它们飞到地上快速啄食完腐肉,又很快飞着离去。
入目之处静悄悄的,不闻人声,不闻鸟雀之声,不见往年的炊烟袅袅,秦国境外好似已经成了一片死地。
人在大自然面前,根本没有一丝反抗的能力。当重灾降下之时,人也只能承受,承受不过去的,早已白骨露于野了。
外边白骨累累,楚国却还在四处打仗、四处起义。
国内最大的三股势力,保卫王室,拥护楚王熊悍的项家,对上楚王弟弟熊负刍的同时,还要防范着流民中刘邦麾下已成气候的流民军。

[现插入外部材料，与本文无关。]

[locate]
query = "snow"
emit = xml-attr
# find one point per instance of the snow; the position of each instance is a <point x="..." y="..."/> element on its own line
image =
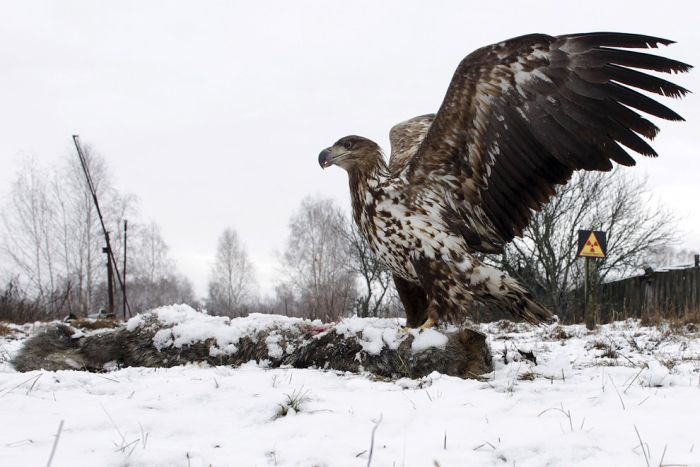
<point x="374" y="333"/>
<point x="428" y="338"/>
<point x="582" y="403"/>
<point x="185" y="326"/>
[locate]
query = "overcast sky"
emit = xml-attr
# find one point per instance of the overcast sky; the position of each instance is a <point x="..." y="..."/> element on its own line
<point x="213" y="113"/>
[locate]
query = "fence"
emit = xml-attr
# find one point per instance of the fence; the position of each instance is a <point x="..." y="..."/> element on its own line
<point x="669" y="294"/>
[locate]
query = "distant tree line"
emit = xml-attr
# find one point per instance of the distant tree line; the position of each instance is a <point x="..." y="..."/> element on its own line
<point x="51" y="245"/>
<point x="327" y="268"/>
<point x="51" y="237"/>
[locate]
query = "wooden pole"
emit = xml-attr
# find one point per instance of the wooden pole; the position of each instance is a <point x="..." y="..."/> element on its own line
<point x="110" y="277"/>
<point x="126" y="225"/>
<point x="589" y="307"/>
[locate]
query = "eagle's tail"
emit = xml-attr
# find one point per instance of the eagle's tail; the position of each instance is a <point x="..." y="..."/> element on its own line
<point x="509" y="294"/>
<point x="532" y="312"/>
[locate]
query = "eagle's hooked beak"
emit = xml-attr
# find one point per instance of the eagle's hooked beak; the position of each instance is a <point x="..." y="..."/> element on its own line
<point x="325" y="159"/>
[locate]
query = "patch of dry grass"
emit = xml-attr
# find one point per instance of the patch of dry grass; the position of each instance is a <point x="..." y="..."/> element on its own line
<point x="92" y="324"/>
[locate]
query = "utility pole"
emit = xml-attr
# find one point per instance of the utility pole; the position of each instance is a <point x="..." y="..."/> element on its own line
<point x="111" y="262"/>
<point x="126" y="226"/>
<point x="110" y="277"/>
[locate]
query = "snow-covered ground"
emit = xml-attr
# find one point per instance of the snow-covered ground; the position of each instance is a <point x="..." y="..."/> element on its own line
<point x="612" y="397"/>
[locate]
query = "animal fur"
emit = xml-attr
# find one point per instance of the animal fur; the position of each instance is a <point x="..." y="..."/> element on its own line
<point x="305" y="345"/>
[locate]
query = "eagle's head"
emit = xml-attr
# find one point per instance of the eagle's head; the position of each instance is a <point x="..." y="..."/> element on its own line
<point x="352" y="153"/>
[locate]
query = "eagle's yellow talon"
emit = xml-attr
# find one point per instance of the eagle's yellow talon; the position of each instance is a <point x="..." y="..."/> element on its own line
<point x="429" y="323"/>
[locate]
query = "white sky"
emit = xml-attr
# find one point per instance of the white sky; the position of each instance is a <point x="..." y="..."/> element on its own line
<point x="213" y="113"/>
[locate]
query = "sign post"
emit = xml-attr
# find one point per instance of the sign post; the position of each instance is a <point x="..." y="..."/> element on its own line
<point x="591" y="244"/>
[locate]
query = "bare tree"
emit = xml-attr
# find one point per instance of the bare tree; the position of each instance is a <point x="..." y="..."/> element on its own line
<point x="545" y="258"/>
<point x="232" y="277"/>
<point x="315" y="261"/>
<point x="27" y="222"/>
<point x="375" y="277"/>
<point x="53" y="240"/>
<point x="153" y="279"/>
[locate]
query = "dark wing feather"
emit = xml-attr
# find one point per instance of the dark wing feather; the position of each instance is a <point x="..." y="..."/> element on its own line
<point x="520" y="116"/>
<point x="405" y="139"/>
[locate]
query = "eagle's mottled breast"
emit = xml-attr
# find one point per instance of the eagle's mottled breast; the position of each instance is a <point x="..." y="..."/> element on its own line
<point x="402" y="228"/>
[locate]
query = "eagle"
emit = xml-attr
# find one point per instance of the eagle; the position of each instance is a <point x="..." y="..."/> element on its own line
<point x="519" y="117"/>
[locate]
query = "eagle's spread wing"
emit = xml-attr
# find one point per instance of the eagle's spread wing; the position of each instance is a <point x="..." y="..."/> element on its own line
<point x="405" y="138"/>
<point x="520" y="116"/>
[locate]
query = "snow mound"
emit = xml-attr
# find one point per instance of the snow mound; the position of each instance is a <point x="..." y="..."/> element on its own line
<point x="182" y="325"/>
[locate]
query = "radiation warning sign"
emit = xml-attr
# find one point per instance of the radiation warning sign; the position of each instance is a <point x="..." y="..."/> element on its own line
<point x="592" y="244"/>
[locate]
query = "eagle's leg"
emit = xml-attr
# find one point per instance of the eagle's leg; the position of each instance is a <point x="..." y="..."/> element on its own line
<point x="414" y="301"/>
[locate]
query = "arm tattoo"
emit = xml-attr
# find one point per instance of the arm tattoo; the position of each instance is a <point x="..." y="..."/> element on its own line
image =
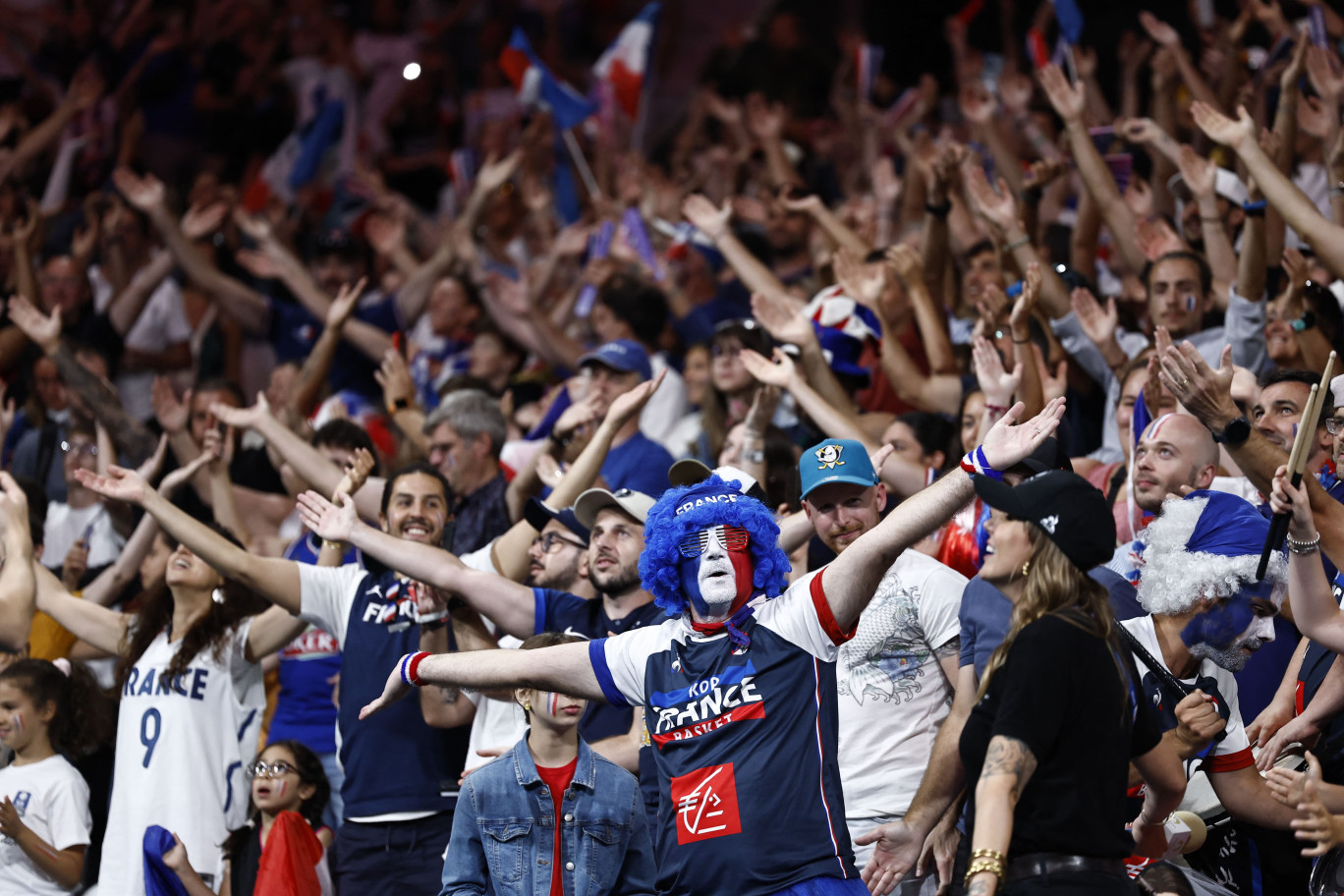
<point x="949" y="649"/>
<point x="1010" y="756"/>
<point x="130" y="434"/>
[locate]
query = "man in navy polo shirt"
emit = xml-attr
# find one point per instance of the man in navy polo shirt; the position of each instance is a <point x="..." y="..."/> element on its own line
<point x="635" y="461"/>
<point x="738" y="684"/>
<point x="616" y="522"/>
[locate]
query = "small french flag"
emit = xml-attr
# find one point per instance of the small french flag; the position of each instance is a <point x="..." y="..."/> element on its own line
<point x="868" y="68"/>
<point x="627" y="61"/>
<point x="536" y="86"/>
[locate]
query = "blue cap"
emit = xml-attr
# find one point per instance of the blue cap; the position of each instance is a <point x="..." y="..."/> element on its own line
<point x="835" y="461"/>
<point x="623" y="355"/>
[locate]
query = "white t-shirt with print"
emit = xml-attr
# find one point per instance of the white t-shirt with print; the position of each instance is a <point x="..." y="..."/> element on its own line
<point x="893" y="691"/>
<point x="53" y="802"/>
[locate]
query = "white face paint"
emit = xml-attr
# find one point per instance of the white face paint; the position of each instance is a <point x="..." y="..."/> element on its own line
<point x="716" y="578"/>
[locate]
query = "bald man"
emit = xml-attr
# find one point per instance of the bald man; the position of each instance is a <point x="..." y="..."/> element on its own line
<point x="1175" y="450"/>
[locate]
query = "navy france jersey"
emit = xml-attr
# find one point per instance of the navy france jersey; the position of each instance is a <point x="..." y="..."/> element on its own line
<point x="572" y="614"/>
<point x="745" y="742"/>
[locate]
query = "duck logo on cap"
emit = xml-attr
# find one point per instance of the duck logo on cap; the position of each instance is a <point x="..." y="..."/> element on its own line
<point x="829" y="456"/>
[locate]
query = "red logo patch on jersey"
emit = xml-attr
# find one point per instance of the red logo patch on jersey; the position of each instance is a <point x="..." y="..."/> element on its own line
<point x="705" y="804"/>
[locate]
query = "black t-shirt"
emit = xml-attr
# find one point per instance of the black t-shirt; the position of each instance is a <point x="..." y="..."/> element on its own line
<point x="1061" y="694"/>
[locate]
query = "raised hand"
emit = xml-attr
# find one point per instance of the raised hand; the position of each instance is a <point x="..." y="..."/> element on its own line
<point x="1161" y="32"/>
<point x="785" y="324"/>
<point x="145" y="194"/>
<point x="496" y="171"/>
<point x="344" y="304"/>
<point x="1222" y="129"/>
<point x="242" y="418"/>
<point x="708" y="219"/>
<point x="861" y="281"/>
<point x="1067" y="98"/>
<point x="780" y="372"/>
<point x="996" y="383"/>
<point x="1008" y="442"/>
<point x="1098" y="322"/>
<point x="1201" y="174"/>
<point x="325" y="519"/>
<point x="625" y="406"/>
<point x="199" y="222"/>
<point x="119" y="483"/>
<point x="172" y="416"/>
<point x="1000" y="208"/>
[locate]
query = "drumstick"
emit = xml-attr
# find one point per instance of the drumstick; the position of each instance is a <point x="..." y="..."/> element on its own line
<point x="1297" y="460"/>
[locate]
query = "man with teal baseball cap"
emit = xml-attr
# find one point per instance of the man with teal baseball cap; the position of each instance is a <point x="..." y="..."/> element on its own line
<point x="891" y="694"/>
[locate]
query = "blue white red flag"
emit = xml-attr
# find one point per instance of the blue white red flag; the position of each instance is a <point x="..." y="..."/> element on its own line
<point x="627" y="61"/>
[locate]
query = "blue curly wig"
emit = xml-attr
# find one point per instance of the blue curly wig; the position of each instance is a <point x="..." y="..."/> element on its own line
<point x="691" y="508"/>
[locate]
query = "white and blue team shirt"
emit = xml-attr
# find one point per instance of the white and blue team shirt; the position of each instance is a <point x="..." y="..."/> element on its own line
<point x="745" y="743"/>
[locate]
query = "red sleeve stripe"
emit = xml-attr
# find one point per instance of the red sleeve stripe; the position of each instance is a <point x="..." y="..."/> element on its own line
<point x="1230" y="761"/>
<point x="827" y="618"/>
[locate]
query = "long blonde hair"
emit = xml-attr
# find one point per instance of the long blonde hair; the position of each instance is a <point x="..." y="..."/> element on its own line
<point x="1056" y="586"/>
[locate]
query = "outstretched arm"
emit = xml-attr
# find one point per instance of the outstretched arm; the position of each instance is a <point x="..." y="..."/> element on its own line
<point x="563" y="668"/>
<point x="852" y="578"/>
<point x="507" y="603"/>
<point x="18" y="589"/>
<point x="277" y="581"/>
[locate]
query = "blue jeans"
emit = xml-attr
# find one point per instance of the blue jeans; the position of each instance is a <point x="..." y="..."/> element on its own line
<point x="335" y="776"/>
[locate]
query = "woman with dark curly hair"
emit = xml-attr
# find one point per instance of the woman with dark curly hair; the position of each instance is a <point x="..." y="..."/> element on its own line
<point x="191" y="706"/>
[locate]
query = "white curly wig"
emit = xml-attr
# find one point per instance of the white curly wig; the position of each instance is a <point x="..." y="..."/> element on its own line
<point x="1175" y="577"/>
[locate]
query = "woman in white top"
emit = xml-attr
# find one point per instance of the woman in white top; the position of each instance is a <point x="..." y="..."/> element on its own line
<point x="191" y="704"/>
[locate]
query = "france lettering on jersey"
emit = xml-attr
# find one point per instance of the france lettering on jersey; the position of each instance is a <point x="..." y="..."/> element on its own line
<point x="745" y="743"/>
<point x="182" y="743"/>
<point x="394" y="761"/>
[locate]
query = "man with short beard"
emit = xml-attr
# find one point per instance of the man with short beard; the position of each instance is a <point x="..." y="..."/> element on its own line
<point x="1208" y="617"/>
<point x="895" y="676"/>
<point x="1173" y="452"/>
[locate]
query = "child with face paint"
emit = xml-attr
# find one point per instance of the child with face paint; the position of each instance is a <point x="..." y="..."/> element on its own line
<point x="44" y="819"/>
<point x="289" y="793"/>
<point x="580" y="817"/>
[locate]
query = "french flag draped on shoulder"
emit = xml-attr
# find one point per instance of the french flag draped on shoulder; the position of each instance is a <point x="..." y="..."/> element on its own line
<point x="627" y="59"/>
<point x="536" y="86"/>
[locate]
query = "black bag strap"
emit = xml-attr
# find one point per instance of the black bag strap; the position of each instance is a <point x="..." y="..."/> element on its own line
<point x="1156" y="666"/>
<point x="46" y="450"/>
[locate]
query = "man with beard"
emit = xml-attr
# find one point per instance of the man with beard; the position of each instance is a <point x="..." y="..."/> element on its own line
<point x="895" y="676"/>
<point x="399" y="771"/>
<point x="1208" y="617"/>
<point x="616" y="522"/>
<point x="1173" y="452"/>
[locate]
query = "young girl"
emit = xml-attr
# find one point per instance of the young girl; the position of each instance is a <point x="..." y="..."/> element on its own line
<point x="567" y="793"/>
<point x="44" y="815"/>
<point x="285" y="778"/>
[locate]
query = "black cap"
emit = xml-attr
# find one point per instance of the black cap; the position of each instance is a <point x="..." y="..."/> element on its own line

项家带兵在国都寿春、巨阳、平舆、下蔡一带驻扎,熊负刍带叛兵在淮河旁的息地驻扎,刘邦带流民避开锋芒,走到了宿州城安顿。
三股势力,互为犄角,谁也不让着谁,但谁都没有开打。
如今形势太差,整个楚国都缺粮食。一旦率先发兵,定然要有粮食支撑,才能攻城。不过,就算是不攻城,养兵也不能让人只喝空气,兵多了,一日耗费嚼用也不是寻常人能够承受的。
楚王熊悍是做一国主君的,自然有些积累,他也有粮仓,倒是还能勉励支撑。
熊负刍早对熊悍不满已经,造反之心早早埋下,他原也准备了些军粮,但如今已经见了底,眼看自己满军将士,因缺粮已经躁动起来。